2 crushed garlic lobes

1 tsp sea salt

1 tsp black pepper

1 tsp rosemary

1 tsp dried chili

1 egg

2 tbsp milk


olive oil

1 onion- thinly chopped

3 carrots- cut into slices

2 celery stalks- cut

pinch of salt and pepper

pinch of dried chili

3 crushed garlic lobes

500 ml tomato paste

1-1,5 l broth

500 g canned beans

2 handfuls of spinach

grated parmesan


  1. Prepare the meatballs; mix all the ingredients in a big bowl and roll bite- sized balls. Let them rest for 15 minutes.
  2. Pour and preheat a little bit of olive oil in a cooking pot, fry the meatballs, until golden, approximately 2-3 minutes. If it is necessary, separate them in several portions. Then take them out of the pot.
  3. Using the same pot, stew the prepared vegetables- onion, carrots and celery stalks for 3-4 minutes. You can add more olive oil, if necessary. Add all the spices- salt, pepper, chili and garlic. Mix and let the vegetables absorb spices.
  4. As soon as you smell the garlic, add tomato paste to vegetables and heat them for a minute or two.
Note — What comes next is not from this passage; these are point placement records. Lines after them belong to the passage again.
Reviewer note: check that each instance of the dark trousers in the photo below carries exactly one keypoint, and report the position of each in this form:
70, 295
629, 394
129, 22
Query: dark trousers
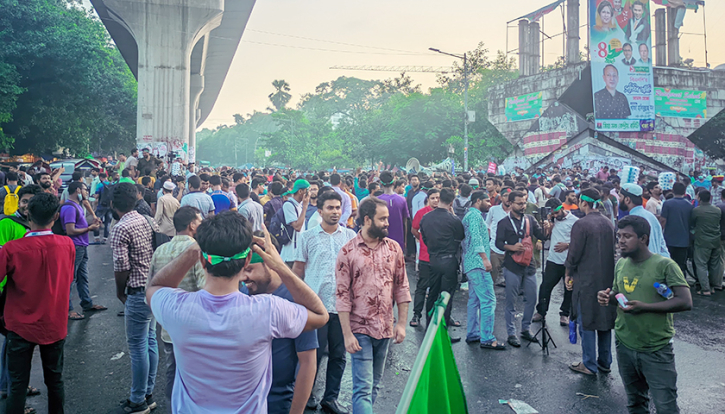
331, 336
421, 287
552, 275
20, 357
679, 255
648, 373
443, 278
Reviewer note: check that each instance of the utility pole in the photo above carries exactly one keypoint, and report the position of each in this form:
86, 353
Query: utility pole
465, 102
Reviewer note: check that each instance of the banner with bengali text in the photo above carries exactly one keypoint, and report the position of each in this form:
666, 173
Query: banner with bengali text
621, 61
524, 107
678, 103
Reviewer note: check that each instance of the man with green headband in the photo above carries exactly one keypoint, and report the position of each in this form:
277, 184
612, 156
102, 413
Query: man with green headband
555, 271
590, 269
222, 337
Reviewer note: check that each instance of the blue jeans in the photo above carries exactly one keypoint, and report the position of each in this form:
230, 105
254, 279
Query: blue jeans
106, 215
481, 306
81, 279
514, 282
142, 347
367, 371
591, 341
4, 376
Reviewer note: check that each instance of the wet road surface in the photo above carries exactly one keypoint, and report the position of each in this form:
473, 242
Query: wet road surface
97, 377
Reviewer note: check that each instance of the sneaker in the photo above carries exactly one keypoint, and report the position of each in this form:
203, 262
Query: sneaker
150, 402
130, 408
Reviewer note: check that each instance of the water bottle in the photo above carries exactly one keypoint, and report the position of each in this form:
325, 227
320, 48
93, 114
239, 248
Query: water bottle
572, 332
663, 290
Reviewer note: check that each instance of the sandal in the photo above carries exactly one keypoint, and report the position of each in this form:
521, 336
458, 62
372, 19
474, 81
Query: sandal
490, 345
580, 368
75, 316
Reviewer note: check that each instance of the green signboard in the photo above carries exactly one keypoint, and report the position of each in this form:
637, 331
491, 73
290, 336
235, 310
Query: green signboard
521, 108
677, 103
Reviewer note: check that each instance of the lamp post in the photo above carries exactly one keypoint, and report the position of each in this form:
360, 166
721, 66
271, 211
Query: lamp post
465, 102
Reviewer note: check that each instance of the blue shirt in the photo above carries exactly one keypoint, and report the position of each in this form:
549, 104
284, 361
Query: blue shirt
476, 241
657, 243
284, 363
677, 212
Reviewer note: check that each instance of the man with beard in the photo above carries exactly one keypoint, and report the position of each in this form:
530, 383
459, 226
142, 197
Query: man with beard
442, 233
315, 258
371, 277
45, 182
186, 220
645, 325
293, 359
511, 234
630, 200
589, 269
476, 265
555, 270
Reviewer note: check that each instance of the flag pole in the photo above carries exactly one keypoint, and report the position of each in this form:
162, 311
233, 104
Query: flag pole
417, 369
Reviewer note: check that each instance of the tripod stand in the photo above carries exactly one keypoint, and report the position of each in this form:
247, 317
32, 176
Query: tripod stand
545, 335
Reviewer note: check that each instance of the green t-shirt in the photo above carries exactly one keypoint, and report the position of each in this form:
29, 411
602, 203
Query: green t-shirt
645, 332
11, 230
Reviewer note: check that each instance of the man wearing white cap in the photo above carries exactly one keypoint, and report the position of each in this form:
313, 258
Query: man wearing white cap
630, 199
166, 207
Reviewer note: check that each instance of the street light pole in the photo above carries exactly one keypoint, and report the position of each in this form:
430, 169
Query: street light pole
465, 102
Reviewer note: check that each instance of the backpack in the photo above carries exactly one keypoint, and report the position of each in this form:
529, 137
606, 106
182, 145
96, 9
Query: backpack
106, 195
157, 238
58, 227
461, 210
11, 201
282, 231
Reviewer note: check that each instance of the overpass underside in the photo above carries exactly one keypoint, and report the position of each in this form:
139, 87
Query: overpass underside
180, 52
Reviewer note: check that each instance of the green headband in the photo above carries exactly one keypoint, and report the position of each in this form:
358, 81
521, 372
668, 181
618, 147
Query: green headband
215, 260
591, 200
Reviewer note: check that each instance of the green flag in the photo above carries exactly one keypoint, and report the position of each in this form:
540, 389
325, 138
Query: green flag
435, 383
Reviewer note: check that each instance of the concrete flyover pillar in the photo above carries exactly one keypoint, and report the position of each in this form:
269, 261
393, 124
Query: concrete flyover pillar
166, 32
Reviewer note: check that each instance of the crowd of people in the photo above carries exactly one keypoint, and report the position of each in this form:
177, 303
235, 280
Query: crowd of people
252, 275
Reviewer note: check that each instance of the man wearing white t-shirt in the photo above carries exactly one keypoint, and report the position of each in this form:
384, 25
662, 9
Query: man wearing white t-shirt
223, 338
295, 209
495, 214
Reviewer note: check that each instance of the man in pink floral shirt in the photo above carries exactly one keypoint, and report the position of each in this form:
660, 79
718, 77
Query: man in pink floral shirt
371, 277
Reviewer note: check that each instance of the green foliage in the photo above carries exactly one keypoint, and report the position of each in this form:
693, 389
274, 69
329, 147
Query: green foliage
280, 97
349, 122
63, 84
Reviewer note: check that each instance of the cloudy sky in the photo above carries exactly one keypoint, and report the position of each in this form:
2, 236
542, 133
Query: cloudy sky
299, 41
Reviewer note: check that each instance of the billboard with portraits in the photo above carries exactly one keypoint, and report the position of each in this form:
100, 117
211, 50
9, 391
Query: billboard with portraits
621, 59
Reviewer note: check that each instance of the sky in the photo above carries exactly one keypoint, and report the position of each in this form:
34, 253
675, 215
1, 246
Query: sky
300, 40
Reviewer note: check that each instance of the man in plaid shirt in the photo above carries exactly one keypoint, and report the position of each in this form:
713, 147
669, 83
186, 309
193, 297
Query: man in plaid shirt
131, 241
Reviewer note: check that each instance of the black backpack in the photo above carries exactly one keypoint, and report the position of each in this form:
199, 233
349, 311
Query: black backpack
157, 238
460, 210
106, 195
58, 227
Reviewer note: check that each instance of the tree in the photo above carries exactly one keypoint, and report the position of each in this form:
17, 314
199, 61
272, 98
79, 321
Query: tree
72, 90
280, 97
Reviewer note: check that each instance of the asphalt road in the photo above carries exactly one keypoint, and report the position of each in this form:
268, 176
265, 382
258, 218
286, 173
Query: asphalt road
97, 367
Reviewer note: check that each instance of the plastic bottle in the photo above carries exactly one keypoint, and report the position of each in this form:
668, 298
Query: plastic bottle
572, 332
663, 290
Then add the meatballs, beans and broth. You can always add a bit of boiling water or broth if the soup seems to get too thick. Then put the lid onto the pot partially and let it simmer for about 20- 25 minutes, stirring occasionally.
  5. Add spinach and other herbs if you prefer, like chopped parsley and basil. Taste it and add some more spices, if necessary.
  6. Serve with grated parmesan.



flour tortillas

olive oil

grated favorite cheese


  1. Heat the oven to 180°C.
  2. Cut the tortillas in triangles and sprinkle with oil. If you wish, it is always nice to add some herbs or garlic to the oil. Cover tortillas with the chosen cheese.
  3. Bake until tortillas become softly brown and cheese has melted. After you have let them cool, they are ready to serve.

SUGGESTION: experiment! Add different spices, for instance, paprika. Or- give a try to sweet crisps by adding cinnamon and caster sugar.